A « l’école de la paix » du camp des réfugiés de Guilmey

Fév 02, 2022

L’éducation est l’une des solutions pour résoudre le problème de conflits intercommunautaires. C’est dans ce cadre qu’une école élémentaire a vu le jour dans le camp des réfugiés camerounais de Guilmey, situé à la sortie Nord-Ouest de la ville de N’djamena. Reportage.

Il est 11h30 sous un ciel brumeux. C’est l’heure de la récréation. Tous les élèves réfugiés du camp de Guilmey situé à environ 15 km de la sortie Nord-Ouest de la capitale tchadienne, N’Djamena, attire l’attention des visiteurs. Dans cette école de fortune, créée pour la circonstance, plus 700 enfants dont plus 60% des filles, jouent dans la cour. Innocents, ces enfants dont la plupart, ne comprennent pas qu’ils ont fui avec leurs parents le conflit intercommunautaire.

Pour permettre aux enfants de continuer d’apprendre et d’espérer un avenir meilleur, quelques volontaires se sont organisés pour créer un cadre dénommé « Ecole de la paix » au sein du camp pour dispenser des cours aux enfants.
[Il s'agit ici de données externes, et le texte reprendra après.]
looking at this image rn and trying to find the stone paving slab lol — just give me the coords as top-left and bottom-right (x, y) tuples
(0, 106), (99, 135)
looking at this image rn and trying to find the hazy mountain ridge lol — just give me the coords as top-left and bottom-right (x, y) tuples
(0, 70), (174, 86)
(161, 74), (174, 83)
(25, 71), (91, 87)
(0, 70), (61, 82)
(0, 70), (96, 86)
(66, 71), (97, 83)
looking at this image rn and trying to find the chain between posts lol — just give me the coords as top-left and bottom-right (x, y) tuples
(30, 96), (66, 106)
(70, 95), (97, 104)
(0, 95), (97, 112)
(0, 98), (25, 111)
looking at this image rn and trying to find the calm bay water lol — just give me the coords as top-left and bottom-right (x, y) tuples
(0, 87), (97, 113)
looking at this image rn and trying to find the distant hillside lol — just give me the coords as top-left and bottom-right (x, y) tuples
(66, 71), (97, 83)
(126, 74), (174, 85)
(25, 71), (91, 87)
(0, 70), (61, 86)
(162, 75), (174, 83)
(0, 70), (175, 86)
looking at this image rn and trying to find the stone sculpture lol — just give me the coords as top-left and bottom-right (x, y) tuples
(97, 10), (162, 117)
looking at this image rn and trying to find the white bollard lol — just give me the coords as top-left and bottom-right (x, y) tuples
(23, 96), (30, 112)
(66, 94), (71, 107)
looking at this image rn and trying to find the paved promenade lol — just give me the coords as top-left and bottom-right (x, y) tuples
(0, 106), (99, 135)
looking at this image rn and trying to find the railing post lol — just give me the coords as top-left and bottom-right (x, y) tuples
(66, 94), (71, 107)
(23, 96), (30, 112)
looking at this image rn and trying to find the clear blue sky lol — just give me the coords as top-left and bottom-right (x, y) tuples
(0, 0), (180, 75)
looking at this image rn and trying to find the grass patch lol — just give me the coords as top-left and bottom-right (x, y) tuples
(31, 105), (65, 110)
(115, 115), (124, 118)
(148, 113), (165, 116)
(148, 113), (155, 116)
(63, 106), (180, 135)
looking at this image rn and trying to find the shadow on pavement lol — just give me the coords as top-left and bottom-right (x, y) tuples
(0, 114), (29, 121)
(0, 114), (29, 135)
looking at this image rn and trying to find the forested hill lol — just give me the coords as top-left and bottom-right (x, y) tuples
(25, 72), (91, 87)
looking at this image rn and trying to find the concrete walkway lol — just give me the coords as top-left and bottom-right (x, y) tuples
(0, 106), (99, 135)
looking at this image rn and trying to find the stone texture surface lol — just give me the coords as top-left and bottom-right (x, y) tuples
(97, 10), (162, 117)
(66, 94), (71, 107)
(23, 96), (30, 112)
Mme Fatimé Yorongar, animatrice d’hygiène eau et assainissement dans le site des réfugiés de Guilmey, explique les biens fondés de la création de cette école de la paix des élèves réfugiés. Selon elle, c’est l’initiative de la sous coordination de la paix, une organisation caritative basée dans le premier arrondissement de la ville de N’Djamena qui a décidé d’agir en faveur des enfants des réfugiés qui déambulaient dans la forêt de Farcha Milezi, alors que les enfants tchadiens partaient à l’école. Mme Fatimé Yorongar souligne que grâce à cette organisation, plus de 700 élèves ont pu trouver un cadre pour continuer d’apprendre. Elle précise que dans cette école, c’est le programme tchadien qui est dispensé à ces enfants. L’école est composée de deux sections : il y a la section francophone et la section arabophone. L’animatrice qui s’exprimait avec beaucoup d’émotion se réjouit de l’épanouissement des enfants de cette petite école. Elle ajoute que le cycle élémentaire est au complet et c’est l’inspection académique départemental du 1er arrondissement de N’Djamena qui les appuie avec les matériels didactiques. Selon elle, cette école a permis aux enfants, de ne pas seulement apprendre, mais elle constitue aussi un cadre d’épanouissement pour eux. Mme Fatimé Yorongar annonce qu’ils sont en train de recenser les élèves du secondaire qui sont dans le camp afin de les inscrire dans un lycée public du 1er arrondissement.

Pour le directeur de cette école de la paix des réfugiés, Saleh Moussa Adoum, l’école prône la paix comme son nom l’indique. Il souligne que c’est depuis le 11 décembre dernier qu’ils ont décidé d’encadrer ces enfants pour qu’ils ne ratent pas le cursus scolaire. Le directeur ajoute que l’école a permis un brassage entre les élèves et leurs enseignants. Il rassure que les enseignants sont qualifiés et le programme est certifié par l’inspecteur académique et départemental du 1er arrondissement qui contrôle le programme. Malgré les difficultés, le directeur affirme que, ce qui les préoccupe, c’est l’augmentation de l’effectif des élèves. Il a aussi évoqué le problème de salle de classe qui constitue leur principale préoccupation.

En attendant un appui des autorités, les enseignants utilisent les arbres comme salle de classe pour dispenser les cours. L’école de la paix des enfants réfugiés du camp de Guilmey est une expérience de solidarité créée par quelques volontaires tchadiens.